CEPA also notes there is no evidence dilbit pipelines are subject to potentially more corrosion, ruptures or spills than conventional pipelines. Pipeline integrity analysis on its member companies’ bitumen pipelines going back three decades “show no increased risk or incidence of internal corrosion compared to conventional oil pipeline systems,” CEPA states.
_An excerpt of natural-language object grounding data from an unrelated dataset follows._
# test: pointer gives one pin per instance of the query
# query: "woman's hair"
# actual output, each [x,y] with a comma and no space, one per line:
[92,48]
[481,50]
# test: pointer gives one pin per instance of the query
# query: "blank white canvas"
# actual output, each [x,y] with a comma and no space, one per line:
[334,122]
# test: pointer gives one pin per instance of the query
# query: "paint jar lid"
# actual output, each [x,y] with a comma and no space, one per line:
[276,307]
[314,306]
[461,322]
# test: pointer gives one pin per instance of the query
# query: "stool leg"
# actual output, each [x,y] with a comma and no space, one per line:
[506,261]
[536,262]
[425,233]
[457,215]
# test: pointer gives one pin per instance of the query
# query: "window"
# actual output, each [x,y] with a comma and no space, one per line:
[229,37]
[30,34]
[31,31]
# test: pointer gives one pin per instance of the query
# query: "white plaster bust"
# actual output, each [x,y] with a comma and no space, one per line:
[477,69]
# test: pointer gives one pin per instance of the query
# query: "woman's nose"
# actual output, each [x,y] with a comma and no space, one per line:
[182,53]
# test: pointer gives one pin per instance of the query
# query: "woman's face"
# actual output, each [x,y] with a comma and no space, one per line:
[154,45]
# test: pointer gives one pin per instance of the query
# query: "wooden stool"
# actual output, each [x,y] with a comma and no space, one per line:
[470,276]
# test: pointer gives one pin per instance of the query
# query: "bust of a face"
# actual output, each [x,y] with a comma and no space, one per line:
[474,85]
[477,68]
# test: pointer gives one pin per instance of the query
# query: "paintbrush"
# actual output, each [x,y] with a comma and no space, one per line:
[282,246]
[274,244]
The association points to Alberta Energy Resources Conservation Board’s assertion, based on comprehensive statistics on pipeline performance since 1975, that: “There is no indication that the types of pipelines transporting blended crude bitumen, crude oil or synthetic crude oil have an increased risk of internal corrosion issues.”

National Call System Stymied

Although the Canadian pipeline industry spends hundreds of millions of dollars a year on sophisticated monitoring technologies that can detect and fight corrosion and cracking (the two biggest causes of leaks and ruptures), much of the damage done to pipelines is caused by landscaping and other firms using equipment that pokes unwanted holes in those lines.

And the Calgary-based Canadian Energy Pipeline Association (CEPA)—which represents companies such as Enbridge Pipelines Inc., TransCanada PipeLines Ltd. and other firms that own larger-diameter, higher-pressure transmission pipelines that move oil and natural gas over larger distances—thought it had the perfect solution to deal with what the industry calls “third-party damage.”

That was until the Canadian Radiotelevision and Telecommunications Commission (CRTC), the country’s telecommunications system regulator, ruled in the week of March 19-23 against a request by CEPA, the Canadian Gas Association and others that would force anyone planning to dig into areas that could be pipeline-prone to use a new regulated, national one-call system before they excavate.

The CRTC ruled against the request even though there are at least 200 incidents a year in which transmission pipelines in Canada are damaged by firms excavating for cable television, telecommunications and sewer and water services, and there are thousands every year involving smaller-diameter natural gasservice pipelines.

“The U.S. has a national 811 number and there is tangible evidence that it has substantially reduced the number of disturbances,” said Ziad Saad, vice-president of safety and sustainability for CEPA.

The U.S. initiative includes a national mandatory system requiring all companies that do excavation to register with government agencies. Finally, some of the states prosecute companies that damage pipelines despite these precautions.

Saad said CEPA wanted a similar system in Canada, starting with the national 811 number. It would have sought provincial government support for a registration system and for legal penalties for firms doing damage to pipelines.

However, it wasn’t able to get beyond first base, since the CRTC rules against the use of an 811 number, saying it wasn’t convinced of the benefits of allowing it. That number is assigned now for non-emergency medical calls in Canada (although it’s only used in British Columbia, Quebec, Nova Scotia and Yukon).

Saad said the CRTC would have supported the use of a 1-800 number, but CEPA and others wanting a three-digit number believe that is the best way to raise the profile of the issue.

He said third-party-caused damage is the second greatest source of pipeline incidents in the United States, while it’s the third biggest cause in Canada, following corrosion and cracking. This likely reflects the more densely populated nature of much of the United States.

In both the United States and Canada there are organizations called the Common Ground Alliance. The U.S. group was able to lobby successfully for the one-call system there, which was put into place in 2005.

CEPA and its allies ran into opposition from British Columbia and some of the other areas in Canada now making regular use of the 811 number, which didn’t help their cause.